С е в е р о в. Спасибо, я еще не знаю…
С о с е д к а. Все понимаю. А ждать мы вас все-таки будем. Отдыхайте, осваивайтесь. (Уходит.)
Северов остается один. Негромко повторяет: «Отдыхайте, осваивайтесь». Подходит к елке, рассматривает ее. Включает лампочки. Верхний свет гасит. Комнату теперь освещает только разноцветный зыбкий свет елочных фонариков. Снег за окном падает все гуще, отбрасывая быстрые тени на стены комнаты. Северов медленно опускается в кресло.
С е в е р о в. Когда я уезжал из Москвы, мне было двадцать три. А теперь я вернулся… или, как сказала соседка, «все-таки приехал». И вот я снова в Москве. И это, наверно, мой последний дом на земле. И скоро Новый год, как тогда, Новый год. (После паузы, тихо.) Наташа… Наташа…

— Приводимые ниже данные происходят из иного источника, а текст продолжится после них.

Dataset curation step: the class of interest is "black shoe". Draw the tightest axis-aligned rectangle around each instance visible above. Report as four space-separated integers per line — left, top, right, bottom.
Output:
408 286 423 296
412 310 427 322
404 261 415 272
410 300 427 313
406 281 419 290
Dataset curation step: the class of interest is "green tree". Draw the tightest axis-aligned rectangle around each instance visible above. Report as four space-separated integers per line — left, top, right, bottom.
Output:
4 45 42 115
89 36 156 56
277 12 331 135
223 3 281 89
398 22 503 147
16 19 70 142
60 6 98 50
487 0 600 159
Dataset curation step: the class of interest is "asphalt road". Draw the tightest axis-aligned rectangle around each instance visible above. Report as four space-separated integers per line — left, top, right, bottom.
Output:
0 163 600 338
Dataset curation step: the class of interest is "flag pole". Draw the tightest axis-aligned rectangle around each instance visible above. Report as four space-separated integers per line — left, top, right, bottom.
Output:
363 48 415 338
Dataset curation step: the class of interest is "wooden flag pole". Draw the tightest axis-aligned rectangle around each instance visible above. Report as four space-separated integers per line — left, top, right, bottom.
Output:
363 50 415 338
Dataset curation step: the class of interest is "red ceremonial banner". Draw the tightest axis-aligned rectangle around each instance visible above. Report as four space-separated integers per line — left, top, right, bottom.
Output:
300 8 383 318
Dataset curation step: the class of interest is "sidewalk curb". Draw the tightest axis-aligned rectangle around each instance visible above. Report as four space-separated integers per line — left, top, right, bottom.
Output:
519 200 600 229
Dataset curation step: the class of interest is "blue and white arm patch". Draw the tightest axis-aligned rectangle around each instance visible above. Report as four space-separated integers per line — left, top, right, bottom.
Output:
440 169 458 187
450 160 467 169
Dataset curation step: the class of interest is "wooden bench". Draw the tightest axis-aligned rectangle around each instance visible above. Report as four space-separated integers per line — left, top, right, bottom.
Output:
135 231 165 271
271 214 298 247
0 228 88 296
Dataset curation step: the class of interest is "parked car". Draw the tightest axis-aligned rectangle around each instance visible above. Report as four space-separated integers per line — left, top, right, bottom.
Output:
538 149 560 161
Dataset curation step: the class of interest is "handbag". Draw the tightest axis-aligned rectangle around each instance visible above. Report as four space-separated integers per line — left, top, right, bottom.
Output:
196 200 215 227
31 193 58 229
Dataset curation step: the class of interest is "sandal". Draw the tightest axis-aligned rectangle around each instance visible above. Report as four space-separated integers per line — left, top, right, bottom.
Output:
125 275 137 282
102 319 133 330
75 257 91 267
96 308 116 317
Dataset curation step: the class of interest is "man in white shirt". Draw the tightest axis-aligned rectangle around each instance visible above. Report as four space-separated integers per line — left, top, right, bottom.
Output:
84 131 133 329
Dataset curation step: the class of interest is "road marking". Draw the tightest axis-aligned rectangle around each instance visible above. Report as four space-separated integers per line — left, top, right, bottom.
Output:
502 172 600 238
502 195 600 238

В комнату входит Н а т а ш а. Ей девятнадцать. У нее большие синие глаза и светлая пушистая челка. Она одета в легкий халатик, на ногах мягкие домашние туфли.
Н а т а ш а. Ты так тихо меня позвал, что я еле-еле услышала из кухни.

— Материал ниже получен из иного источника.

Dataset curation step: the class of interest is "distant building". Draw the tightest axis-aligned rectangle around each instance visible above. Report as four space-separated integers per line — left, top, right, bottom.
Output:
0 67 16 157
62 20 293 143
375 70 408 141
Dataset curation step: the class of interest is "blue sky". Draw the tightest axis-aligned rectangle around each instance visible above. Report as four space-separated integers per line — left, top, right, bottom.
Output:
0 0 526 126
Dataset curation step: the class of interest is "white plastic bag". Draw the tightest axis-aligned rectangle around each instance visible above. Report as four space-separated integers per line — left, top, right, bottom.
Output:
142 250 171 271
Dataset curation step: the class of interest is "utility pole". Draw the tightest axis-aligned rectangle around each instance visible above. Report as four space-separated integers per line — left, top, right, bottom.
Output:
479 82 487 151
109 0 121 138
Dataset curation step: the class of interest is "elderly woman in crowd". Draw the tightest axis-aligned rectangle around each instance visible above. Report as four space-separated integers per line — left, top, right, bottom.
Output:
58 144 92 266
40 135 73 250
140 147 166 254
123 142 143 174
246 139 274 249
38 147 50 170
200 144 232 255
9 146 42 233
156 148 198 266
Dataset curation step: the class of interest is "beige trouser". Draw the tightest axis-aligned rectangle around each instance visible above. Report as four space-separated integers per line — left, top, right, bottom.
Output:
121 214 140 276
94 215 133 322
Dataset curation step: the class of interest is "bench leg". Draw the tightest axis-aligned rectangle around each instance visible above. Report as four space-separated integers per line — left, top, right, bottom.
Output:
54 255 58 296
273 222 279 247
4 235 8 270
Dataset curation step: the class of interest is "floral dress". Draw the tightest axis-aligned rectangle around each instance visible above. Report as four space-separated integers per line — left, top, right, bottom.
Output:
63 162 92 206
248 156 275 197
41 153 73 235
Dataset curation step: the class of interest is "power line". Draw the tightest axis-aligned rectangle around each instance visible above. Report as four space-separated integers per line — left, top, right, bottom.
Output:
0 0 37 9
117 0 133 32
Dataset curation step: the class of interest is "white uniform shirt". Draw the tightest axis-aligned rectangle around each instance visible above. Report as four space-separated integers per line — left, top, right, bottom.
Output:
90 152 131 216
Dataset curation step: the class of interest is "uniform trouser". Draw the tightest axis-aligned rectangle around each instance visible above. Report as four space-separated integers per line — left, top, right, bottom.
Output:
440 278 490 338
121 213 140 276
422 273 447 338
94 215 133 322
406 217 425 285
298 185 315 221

С е в е р о в. Вот я и вернулся, Наташа.
Н а т а ш а. Устал? (Садится на ручку кресла, около Северова.) Сейчас мы с тобой будем обедать. Я сварила замечательные щи. Ты, наверное, соскучился по щам.
С е в е р о в. Очень.
Н а т а ш а. Почему ты на меня так смотришь? Я плохо выгляжу, да?
С е в е р о в. А ты совсем такая же…
Н а т а ш а. Думаешь, не постарела? Это тебе только кажется. Просто такой ты меня помнишь. А вообще я очень и очень постарела. Столько времени прошло.
С е в е р о в. Как же ты жила, Наташа?.. Ведь потом была война, потом послевоенное… тоже нелегкое время. И ты…
Н а т а ш а. А что я? Все жили… А еще я ждала тебя.
С е в е р о в. Все эти годы ждала меня…
Н а т а ш а. И дождалась. А теперь ты — мой муж. У нас есть дом с кухней. И все, все позади.
С е в е р о в. А впереди?
Н а т а ш а (серьезно). Ты и я. И снова — я и ты.
С е в е р о в. А ты помнишь меня молодым?
Н а т а ш а. А каким же я тебя могу помнить?
С е в е р о в. Скажи что-нибудь хорошее.
Н а т а ш а. Мы вместе, и ты снова в Москве.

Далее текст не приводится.